Passthrough Authentication in Two Sentences
Passthrough authentication is an authentication method provided by WebInterface to reduce the number of manual authentication processes for the user. The local users credentials are passed on to WebInterface as well as XenApp and XenDesktop.
Limitations of Passthrough Authentication
- As passthrough authentication is built on IIS integrated windows authentication, only Internet Explorer will authenticate the local user out of the box. Using Firefox with this authentication scheme requires some manual configuration.
- Due to the fact that passthrough authentication uses local user credentials, it fails for unmanaged devices because the user is not known to the serves hosting WebInterface, XenApp and XenDesktop. If passthrough is the only authentication method allowed for a WebInterface site, the user will have to authenticate twice.
- The web client cannot use passthrough authentication because it does not contain SSONSRV.exe (the web client was offered for older versions of Citrix Receiver / ICA client). It will always fall back to explicit authentication when connecting to XenApp and XenDesktop resulting in a second authentication against the server-side components.
- As passthrough authentication is built on integrated authentication in IIS, corporate portal software can sometimes be used to seamlessly authenticate the user. If the user is using an unmanaged device, connecting to XenApp or XenDesktop will result in a seconds authentication.

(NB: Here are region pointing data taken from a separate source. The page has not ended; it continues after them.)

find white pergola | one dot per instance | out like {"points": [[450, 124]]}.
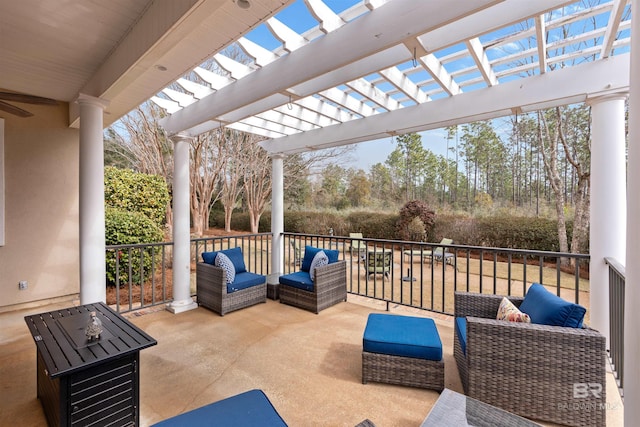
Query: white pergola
{"points": [[383, 68], [374, 69]]}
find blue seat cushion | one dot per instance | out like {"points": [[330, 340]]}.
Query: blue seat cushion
{"points": [[546, 308], [311, 251], [461, 332], [299, 279], [245, 280], [234, 254], [405, 336], [248, 409]]}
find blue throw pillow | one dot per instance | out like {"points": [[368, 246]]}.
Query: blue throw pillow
{"points": [[235, 255], [209, 257], [225, 263], [310, 253], [319, 260], [546, 308]]}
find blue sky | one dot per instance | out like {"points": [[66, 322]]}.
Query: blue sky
{"points": [[367, 154]]}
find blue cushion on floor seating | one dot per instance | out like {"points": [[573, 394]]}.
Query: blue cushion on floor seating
{"points": [[248, 409], [300, 279], [311, 251], [245, 280], [461, 332], [402, 336]]}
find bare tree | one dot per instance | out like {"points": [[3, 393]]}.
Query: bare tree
{"points": [[206, 173], [549, 140], [138, 138], [233, 143]]}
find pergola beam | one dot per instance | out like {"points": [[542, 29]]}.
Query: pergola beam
{"points": [[565, 86], [372, 33]]}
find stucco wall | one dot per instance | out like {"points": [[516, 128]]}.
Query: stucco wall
{"points": [[41, 208]]}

Best Practices for Passthrough Authentication
- Only use passthrough authentication for access scenarios of internal users on managed devices. Specifically, the user needs to have an internal account and needs to use it to login to the client device. Passthrough authentication is configured through group policy.
- External access scenarios must be built on explicit authentication. This cannot be considered to be a limitation because external access should be based on two factors for security reasons. This requires manual intervention of the user at one point in time.
- If some kind of portal software is used, it must be configured to pass on the user credentials to WebInterface. Still, WebInterface must be configured to use explicit authentication.